News2025.12.18 11:22

Lithuanian president says LRT Council and management should resign if tensions persist

Lithuanian President Gitanas Nausėda on Thursday called for de-escalation amid mounting tensions over proposed amendments to the law governing public broadcaster LRT, saying that if the conflict has gone too far, the entire LRT Council and top management should resign and be replaced.

Speaking in Brussels while attending a European Council meeting, Nausėda said a full reset of LRT’s leadership could defuse tensions and make rushed legislative changes unnecessary.

“If the conflict has progressed so deeply that there is no way back to the starting point, then the LRT Council should resign in full, and the administration as well – the director general and her deputy,” Nausėda said. “We would then form a new LRT Council through all the institutions responsible for this, announce a new competition, and all citizens of the Republic of Lithuania could participate.”

Nausėda said the dispute escalated after the LRT Council began actively exercising its statutory role of oversight, supervision and strategic planning.

“As long as the LRT Council was merely an appendage of the administration, there were no conflicts,” he said. “But once it began carrying out a function that is normal in any business or political organisation – that a board supervises and controls management – conflicts began to arise.”

About two-thirds of LRT employees have signed a letter submitted to the Council expressing no confidence in its work and calling for both the council and LRT management to step down.

Nausėda said such a move would be “a very understandable path” that could ease tensions and potentially render further legislative action unnecessary.

The president is also critical of the opposition's attempts to stall the adoption of the law by tabling absurd amendments, such as including a cat in deciding on dismissing the LRT head. He called it a “hybrid attack against Lithuania”.

“Frankly, there is no longer any need to send balloons into Lithuania – Lithuanians are organising a hybrid attack against themselves,” Nausėda said. “And not to our benefit.”

He said the legislative process had become disorganised, with what he described as comic proposals emerging from multiple sides, warning that political chaos could have serious consequences.

“Our boat in the geopolitical ocean is small enough that we cannot afford to sit and rock it,” Nausėda said.

Nausėda said he does not understand why the amendments must be adopted in haste through extraordinary parliamentary sessions, noting that a commission had been appointed to conduct a legal assessment that could have been awaited.

“We are now at a point where returning to the starting position is quite difficult,” he said. “But I want this process to be managed.

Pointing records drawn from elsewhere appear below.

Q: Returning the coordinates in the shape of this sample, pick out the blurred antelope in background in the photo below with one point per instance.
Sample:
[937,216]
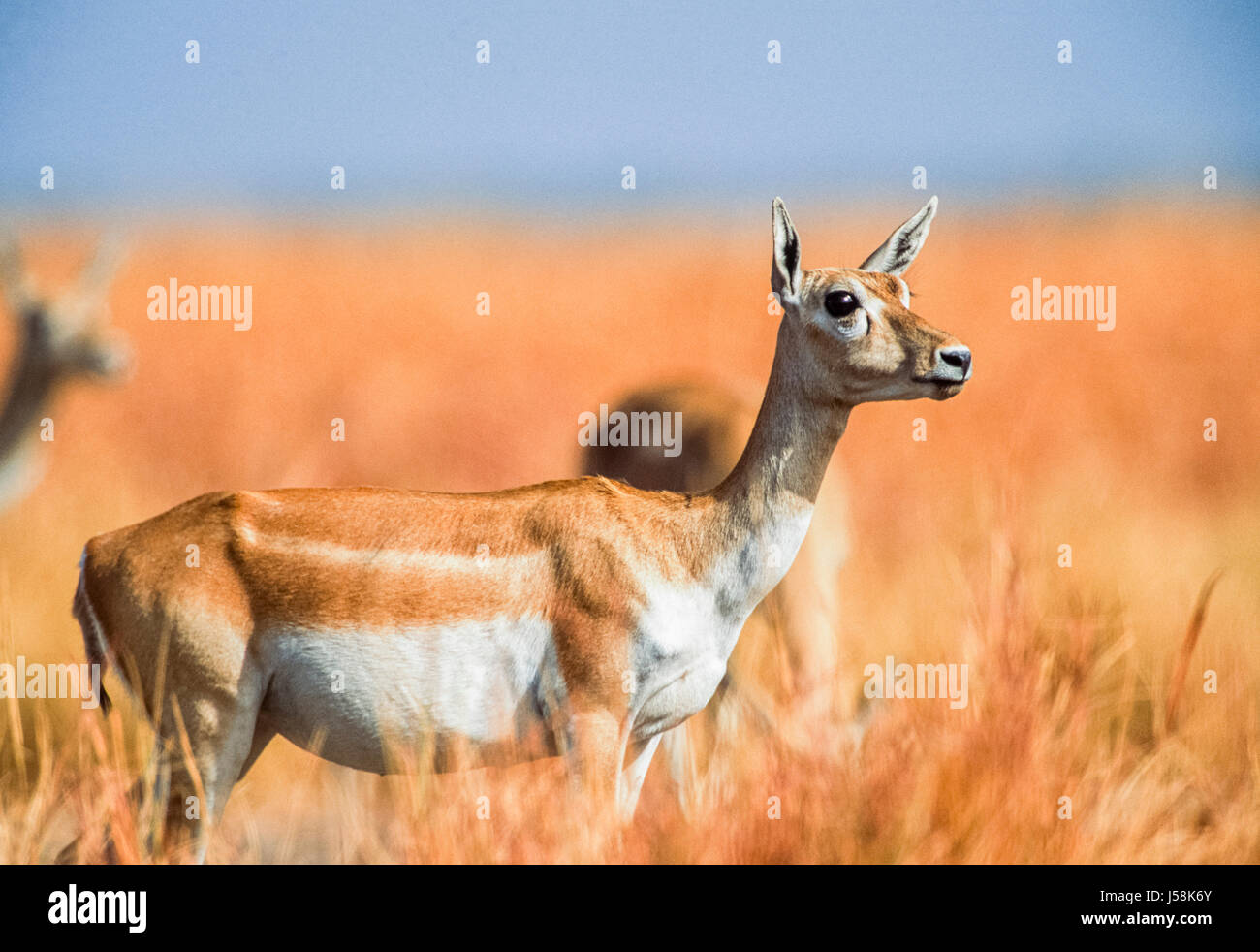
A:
[581,617]
[57,340]
[794,633]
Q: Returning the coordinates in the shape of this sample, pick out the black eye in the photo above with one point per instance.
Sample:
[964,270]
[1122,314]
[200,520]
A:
[839,304]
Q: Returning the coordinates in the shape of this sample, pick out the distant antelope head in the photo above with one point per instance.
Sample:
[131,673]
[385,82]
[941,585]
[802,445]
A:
[57,340]
[860,342]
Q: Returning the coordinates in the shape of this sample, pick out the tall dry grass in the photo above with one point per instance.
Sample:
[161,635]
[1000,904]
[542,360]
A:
[1066,435]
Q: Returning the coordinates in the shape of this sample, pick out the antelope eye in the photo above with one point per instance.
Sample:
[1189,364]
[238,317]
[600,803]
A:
[839,304]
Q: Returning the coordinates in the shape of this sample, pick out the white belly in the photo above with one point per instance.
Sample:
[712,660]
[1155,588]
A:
[680,650]
[362,697]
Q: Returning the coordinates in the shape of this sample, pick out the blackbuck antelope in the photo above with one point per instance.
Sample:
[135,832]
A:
[784,671]
[57,340]
[581,617]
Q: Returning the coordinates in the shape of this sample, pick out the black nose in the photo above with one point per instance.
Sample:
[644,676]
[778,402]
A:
[958,357]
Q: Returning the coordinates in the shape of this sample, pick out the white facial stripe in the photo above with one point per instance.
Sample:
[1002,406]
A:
[905,292]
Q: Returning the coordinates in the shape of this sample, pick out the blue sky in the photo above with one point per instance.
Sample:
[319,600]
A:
[574,92]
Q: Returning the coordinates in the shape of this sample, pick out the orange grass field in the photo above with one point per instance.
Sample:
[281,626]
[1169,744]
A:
[1065,435]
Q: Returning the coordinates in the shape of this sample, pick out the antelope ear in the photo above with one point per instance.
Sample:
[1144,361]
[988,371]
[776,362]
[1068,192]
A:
[898,251]
[785,272]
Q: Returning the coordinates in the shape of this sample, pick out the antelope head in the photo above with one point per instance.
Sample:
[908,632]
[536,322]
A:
[857,338]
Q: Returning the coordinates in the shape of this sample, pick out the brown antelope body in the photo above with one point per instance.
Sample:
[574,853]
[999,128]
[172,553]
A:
[583,616]
[58,340]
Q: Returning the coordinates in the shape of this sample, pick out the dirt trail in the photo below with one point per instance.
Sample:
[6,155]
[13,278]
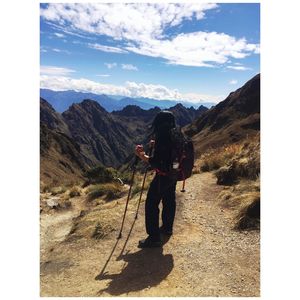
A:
[204,257]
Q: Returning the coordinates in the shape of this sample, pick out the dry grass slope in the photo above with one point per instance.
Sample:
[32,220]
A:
[237,167]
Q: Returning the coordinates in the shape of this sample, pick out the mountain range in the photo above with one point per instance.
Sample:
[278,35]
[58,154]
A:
[87,135]
[233,119]
[62,100]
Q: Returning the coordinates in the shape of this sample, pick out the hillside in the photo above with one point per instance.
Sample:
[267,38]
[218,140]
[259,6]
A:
[232,120]
[80,255]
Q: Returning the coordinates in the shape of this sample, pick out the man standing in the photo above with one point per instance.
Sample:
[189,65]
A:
[163,185]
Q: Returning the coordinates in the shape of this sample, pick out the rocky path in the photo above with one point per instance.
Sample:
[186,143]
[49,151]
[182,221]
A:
[204,257]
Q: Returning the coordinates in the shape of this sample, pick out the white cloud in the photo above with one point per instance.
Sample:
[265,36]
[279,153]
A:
[129,67]
[59,35]
[238,68]
[111,65]
[130,89]
[56,71]
[195,49]
[61,51]
[106,48]
[103,75]
[141,27]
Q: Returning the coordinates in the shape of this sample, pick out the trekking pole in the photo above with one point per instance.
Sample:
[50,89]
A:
[129,193]
[143,184]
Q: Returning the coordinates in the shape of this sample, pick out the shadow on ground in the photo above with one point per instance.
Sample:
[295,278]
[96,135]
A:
[145,268]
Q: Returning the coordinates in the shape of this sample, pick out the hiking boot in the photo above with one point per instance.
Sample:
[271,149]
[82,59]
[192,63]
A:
[165,231]
[150,243]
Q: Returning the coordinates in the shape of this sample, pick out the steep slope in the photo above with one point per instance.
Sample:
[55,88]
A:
[233,119]
[60,158]
[203,258]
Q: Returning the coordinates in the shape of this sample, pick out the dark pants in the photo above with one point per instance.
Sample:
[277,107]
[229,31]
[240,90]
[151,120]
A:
[161,188]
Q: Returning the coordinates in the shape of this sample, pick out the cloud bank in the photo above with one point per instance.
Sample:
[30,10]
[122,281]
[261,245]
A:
[58,82]
[141,27]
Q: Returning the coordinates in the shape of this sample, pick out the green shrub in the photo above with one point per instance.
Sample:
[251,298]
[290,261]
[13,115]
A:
[58,190]
[100,174]
[74,192]
[110,190]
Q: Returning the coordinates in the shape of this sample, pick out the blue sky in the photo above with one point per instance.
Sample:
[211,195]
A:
[195,52]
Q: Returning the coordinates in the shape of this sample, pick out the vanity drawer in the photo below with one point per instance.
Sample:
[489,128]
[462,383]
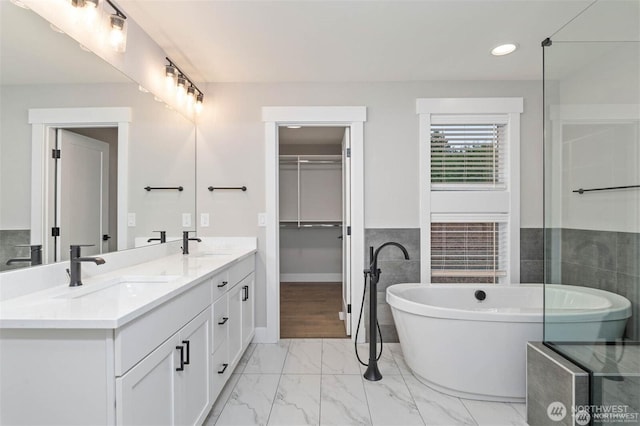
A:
[220,283]
[241,269]
[137,339]
[220,323]
[219,373]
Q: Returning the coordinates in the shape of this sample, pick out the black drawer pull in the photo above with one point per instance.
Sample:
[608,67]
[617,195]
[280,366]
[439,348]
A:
[186,342]
[181,349]
[245,296]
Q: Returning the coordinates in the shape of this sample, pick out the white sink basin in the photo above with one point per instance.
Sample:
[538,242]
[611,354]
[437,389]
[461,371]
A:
[125,286]
[214,253]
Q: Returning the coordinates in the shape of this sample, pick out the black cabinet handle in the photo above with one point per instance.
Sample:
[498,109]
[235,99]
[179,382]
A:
[181,349]
[186,342]
[245,289]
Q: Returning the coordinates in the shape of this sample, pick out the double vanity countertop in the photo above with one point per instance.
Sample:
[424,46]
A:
[113,299]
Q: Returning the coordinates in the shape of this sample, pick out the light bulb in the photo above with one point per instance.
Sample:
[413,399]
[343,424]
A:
[170,73]
[191,96]
[199,100]
[181,91]
[117,37]
[91,10]
[504,49]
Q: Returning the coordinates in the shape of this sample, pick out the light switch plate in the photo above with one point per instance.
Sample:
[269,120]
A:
[262,219]
[204,219]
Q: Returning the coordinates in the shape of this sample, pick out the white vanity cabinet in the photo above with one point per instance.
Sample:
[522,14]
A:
[171,385]
[165,366]
[233,324]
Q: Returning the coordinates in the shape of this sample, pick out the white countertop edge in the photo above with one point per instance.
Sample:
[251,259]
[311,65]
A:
[111,323]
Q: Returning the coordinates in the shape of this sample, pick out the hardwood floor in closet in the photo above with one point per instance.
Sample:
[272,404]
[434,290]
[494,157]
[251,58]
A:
[311,310]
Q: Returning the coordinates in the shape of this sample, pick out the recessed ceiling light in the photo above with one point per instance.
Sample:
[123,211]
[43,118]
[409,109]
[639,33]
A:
[56,29]
[20,4]
[504,49]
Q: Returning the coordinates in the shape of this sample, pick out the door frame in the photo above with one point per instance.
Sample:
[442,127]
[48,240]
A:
[42,120]
[274,117]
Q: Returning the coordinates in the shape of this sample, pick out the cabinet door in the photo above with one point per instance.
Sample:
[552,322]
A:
[193,393]
[235,322]
[145,394]
[248,306]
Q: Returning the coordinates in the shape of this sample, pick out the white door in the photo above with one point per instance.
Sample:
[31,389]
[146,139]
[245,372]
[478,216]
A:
[346,228]
[82,193]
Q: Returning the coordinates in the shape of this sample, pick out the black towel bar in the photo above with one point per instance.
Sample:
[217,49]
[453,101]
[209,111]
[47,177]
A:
[242,188]
[149,188]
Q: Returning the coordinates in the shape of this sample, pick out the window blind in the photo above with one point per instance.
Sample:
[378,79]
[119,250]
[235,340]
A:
[468,156]
[468,252]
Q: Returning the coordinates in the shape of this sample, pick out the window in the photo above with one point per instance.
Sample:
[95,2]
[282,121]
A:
[468,252]
[470,156]
[469,190]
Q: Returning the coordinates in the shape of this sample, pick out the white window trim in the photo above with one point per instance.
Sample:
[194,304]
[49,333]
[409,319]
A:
[506,201]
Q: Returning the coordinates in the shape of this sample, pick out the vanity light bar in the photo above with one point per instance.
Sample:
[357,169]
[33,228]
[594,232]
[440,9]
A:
[172,71]
[118,11]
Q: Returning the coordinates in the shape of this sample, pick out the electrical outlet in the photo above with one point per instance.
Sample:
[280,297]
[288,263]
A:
[204,219]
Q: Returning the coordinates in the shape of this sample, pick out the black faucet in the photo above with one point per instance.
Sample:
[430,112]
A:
[34,259]
[162,239]
[373,373]
[185,241]
[75,259]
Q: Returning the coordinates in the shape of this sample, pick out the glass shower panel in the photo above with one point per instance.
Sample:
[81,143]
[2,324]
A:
[592,203]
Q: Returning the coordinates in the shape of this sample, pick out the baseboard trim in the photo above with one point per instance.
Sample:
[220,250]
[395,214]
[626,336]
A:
[311,278]
[261,336]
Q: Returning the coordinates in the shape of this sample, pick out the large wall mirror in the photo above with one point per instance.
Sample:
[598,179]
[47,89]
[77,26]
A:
[127,163]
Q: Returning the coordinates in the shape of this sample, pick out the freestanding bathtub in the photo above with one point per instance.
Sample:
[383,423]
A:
[476,349]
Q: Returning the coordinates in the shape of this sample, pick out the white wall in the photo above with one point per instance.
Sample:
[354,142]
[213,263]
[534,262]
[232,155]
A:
[161,142]
[231,150]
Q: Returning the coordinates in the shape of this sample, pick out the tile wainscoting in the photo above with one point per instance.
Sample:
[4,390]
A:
[397,270]
[9,239]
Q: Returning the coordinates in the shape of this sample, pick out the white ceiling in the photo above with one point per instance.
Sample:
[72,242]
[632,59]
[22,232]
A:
[357,40]
[32,53]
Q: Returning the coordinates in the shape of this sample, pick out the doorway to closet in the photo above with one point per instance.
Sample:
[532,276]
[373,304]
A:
[314,251]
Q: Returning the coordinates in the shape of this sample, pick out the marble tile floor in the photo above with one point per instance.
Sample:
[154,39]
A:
[319,382]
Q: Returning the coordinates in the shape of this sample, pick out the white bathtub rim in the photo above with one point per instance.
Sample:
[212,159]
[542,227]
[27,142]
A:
[619,309]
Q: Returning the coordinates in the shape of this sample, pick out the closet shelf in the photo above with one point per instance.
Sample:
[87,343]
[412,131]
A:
[311,224]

Let us step away from emotions – Lithuania least of all needs this kind of internal confrontation today.”

The president said he plans to discuss the issue Monday with leaders of all parliamentary factions and the speaker of parliament in an effort to find a way out of the crisis.

Parliament is set to decide Thursday on the proposed amendments put forward by ruling parties that would simplify the procedure for dismissing LRT’s director general. The proposals have drawn criticism from journalists, civil society groups and nongovernmental organisations, and have sparked public protests.